Final report on cardiology researcher Poldermans confirms claims of misconduct

Erasmus Medical Center in the Netherlands has released the final report on Don Poldermans, finding that the institution’s once-star cardiology researcher committed misconduct.

As Larry Husten of CardioBrief reports, Erasmus MC’s investigation included that Poldermans — perhaps best known for his work on beta-blockers — has admitted to acts of misconduct but not to fraud.

That’s not merely a distinction without a difference. Poldermans, for instance, claims that the suspect gaps in his data records, which Erasmus MC calls “serious shortcomings” in fact reflect losses due to water damage and files the university itself trashed.

We may never know the truth here, but one thing on which both sides agree is that no patients were harmed by the misconduct.

It seems unusual to us, given the findings — perhaps worthy of our own Expression of Concern? — that none of Poldermans’ studies seem to have been retracted, nor even subject to Expressions of Concern. As we noted at in an earlier post:

Sixteen of his papers have been cited at least 100 times, according to Thomson Scientific’s Web of Knoweldge, and one, in the European Heart Journal, has been cited more than 700.

6 thoughts on “Final report on cardiology researcher Poldermans confirms claims of misconduct”

  1. Adam– thanks for the mention. The full report does say that several editors should be notified of the committee’s findings. I hope to elaborate on this in my followup piece. You should also know that coverage of this story may become a whole lot easier with the publication of an English translation of the Erasmus MC report.
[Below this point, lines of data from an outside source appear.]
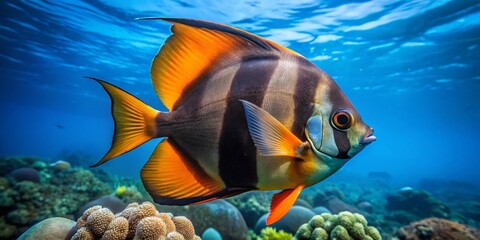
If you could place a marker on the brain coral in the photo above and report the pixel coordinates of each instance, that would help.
(150, 228)
(345, 225)
(137, 221)
(99, 220)
(184, 227)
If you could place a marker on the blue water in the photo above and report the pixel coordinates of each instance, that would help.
(412, 69)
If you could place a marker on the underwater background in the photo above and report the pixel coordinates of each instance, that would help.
(411, 68)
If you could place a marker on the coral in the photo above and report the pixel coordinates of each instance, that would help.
(26, 174)
(219, 214)
(167, 219)
(58, 194)
(83, 234)
(175, 236)
(51, 228)
(142, 219)
(184, 227)
(270, 233)
(120, 190)
(421, 203)
(290, 222)
(436, 229)
(345, 225)
(143, 210)
(117, 229)
(211, 234)
(98, 221)
(150, 228)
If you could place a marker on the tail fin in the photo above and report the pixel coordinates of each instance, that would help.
(134, 121)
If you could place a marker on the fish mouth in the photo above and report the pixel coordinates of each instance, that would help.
(369, 138)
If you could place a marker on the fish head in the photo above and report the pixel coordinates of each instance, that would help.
(336, 131)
    1. A very brief summary:

      The committee looked at 5 projects, and specifically at 7 papers and a PhD dissertation chapter.

      For three of the projects (Decrease IV, V and VI), the committee recommended notifying the journals involved, on the basis that it “cannot guarantee the reliability of the findings in the publication and the validity of the conclusions”. This is based on the following criteria:
      – in- and exclusion criteria of patients as reported in the papers were not applied in reality (Decrease IV, V)
      – patients were included without their being informed, there are no informed consent forms, or patients have been informed insufficiently or incorrectly when asking informed consent (Decrease V)
      – absent or inadequate documentation of essential study parameters (IV, V)
      – inadequate documentation of treatment, including deviation from the treatment reported in the papers, and patients being left out of groups to which they had been assigned in an ‘intention-to-treat’ analysis (IV, V)
      – results are unreliable, in absence, inadequate or constant changing of definitions (IV, V, VI)
      – source documentation (electronic patient records), study case record form, study database and paper do not agree on essential points (IV, V, VI)

      This amounts to five papers, and to me it basically sounds like a recommendation that the board of Board of Directors request a retraction.

      The contents of the PhD dissertation chapter have not yet been published in a journal. No irregularities were found, but the committee recommends additional cross-checking with the electronic patient records before submission of the manuscript.

      Regarding the final project, the committee called into question the integrity of a database on which the two final papers were based. The committee concluded that it could establish neither correctness or incorrectness of data on causes of death in the database, in the absence of general practitioner’s declarations. It called this absence “regrettable but not an infraction”, in light of the applicable laws and the fact that the database was built over 10 years ago. The committee refrained from making any recommendation.

      Overall, the committee is not sure whether further follow-up is worth the effort without additional evidence, given the large number of contradictory statements provided to them by the scientists involved.

      Okay, maybe not such a very brief summary…

      1. Thanks to @Edwin van Wijk. I hope that, one day, we will see a translation of Dr. Poldermans’ response, as well. Fortunately, Google Translate does a good enough job. The original Erasmus report sounded like so much bureaucratic babble, and the final report isn’t much better. By contrast, Dr. Poldermans’ response is well written and fairly convincing. Someone who knows the field should comment, and perhaps I should not. Still, the whole business has the ugly feel of small-minded nit-picking.

        The reason why non-specialists should care about Poldermans, and might find this incident disturbing, is that we have to find the right balance between (a) encouraging clinical studies which have transparent data and methods and (b) avoiding defensive, complex, over-papering designed to avoid procedural criticism while making scientific analysis more difficult. The PI for a clinical study should not routinely have to hire a lawyer — neither before the study, to walk him through some Byzantine labyrinth of paperwork, nor afterwards, to spin the results for arbitrarily-invoked quasi-judicial tribunals. There’s no net gain for science if we simply replace every bad scientist with two good lawyers.